Lamentablemente, en la IASD no es en absoluto insólito que un miembro que ame tanto a la iglesia como los dirigentes reciba una “bofetada” como pago por la osadía de criticar sus actos. Sobre todo, claro está, si se trata de un miembro vinculado salarialmente con la institución (amenazar la subsistencia económica del disidente es una de las principales bazas de cualquier poder). Pero también en otros casos, pues el camelo de que lo fundamental –por encima de la verdad y la justicia– es la paz y la unidad del cuerpo eclesial hace de gran parte de los miembros, seguramente la mayoría, cómplices involuntarios del despotismo aplicado sobre los críticos: los primeros se encargan, motu proprio, de desacreditar a los segundos.
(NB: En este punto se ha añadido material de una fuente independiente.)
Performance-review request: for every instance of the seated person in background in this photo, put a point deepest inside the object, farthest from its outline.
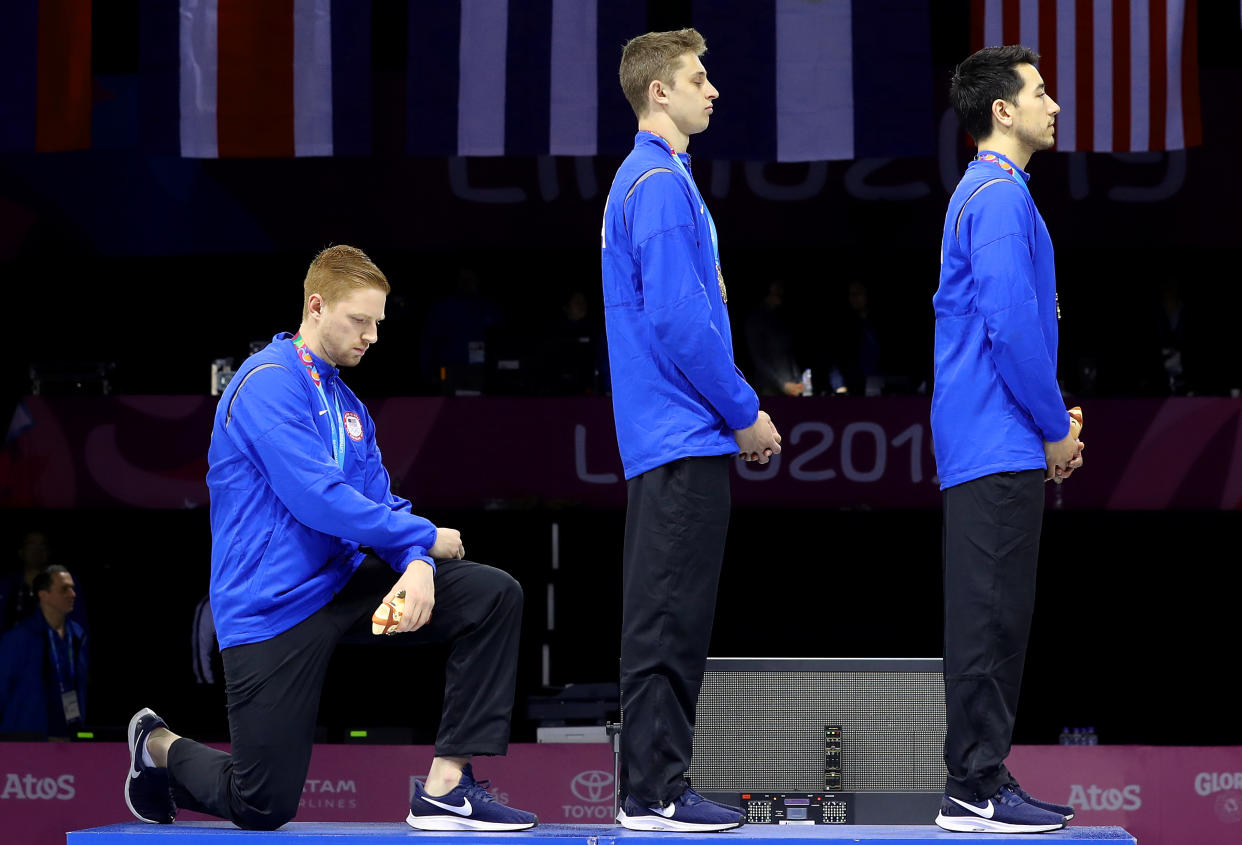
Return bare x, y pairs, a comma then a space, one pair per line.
44, 664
Así llega a instalarse una dinámica perniciosa para todos: un velo falso, cada vez más opaco, acaba cubriéndolo todo. Los medios de comunicación institucionales se transforman en meros órganos propagandísticos en los que todo lo “negativo” (aparte de las consabidas autocríticas genéricas, que de puro tales no suelen servir de mucho) queda tácitamente censurado, y si es preciso, también de manera expresa. En no pocos lugares en los que se halla establecida nuestra iglesia, la Revista Adventista es más bien una suerte de crónicas laodicenses (dicho sea sin pretender, en modo alguno, descalificar todo lo que en aquéllas se publica).

¿Cuándo fue la última vez que escuchaste a un dirigente reconocer sus culpas, en especial públicamente, y rectificar en consecuencia? Es probable que tengas que andar hurgando en tu memoria y ni aun así… Algunos, dirigentes y no dirigentes, creen que la autocrítica pública daña a la iglesia. Es como si considerasen nocivo para la comunidad lo que podríamos llamar el “arrepentimiento institucional”. No se dan cuenta de que la ejemplaridad de un proceder así en un dirigente, lejos de hacer daño a la iglesia, la engrandece (¿no han quedado, acaso, registrados en la Escritura los pecados de muchos líderes, así como el arrepentimiento de algunos de ellos? Ver por ejemplo 2 Samuel 11-12 junto con Salmos 51:1-5, o Gálatas 2:11-14 junto con 2 Pedro 3:15).

Pero a todo esto nos lleva la falta de humildad y la fuente de la misma: la carencia de fe real y genuina. ¡Unos peligros que a todos nos acechan!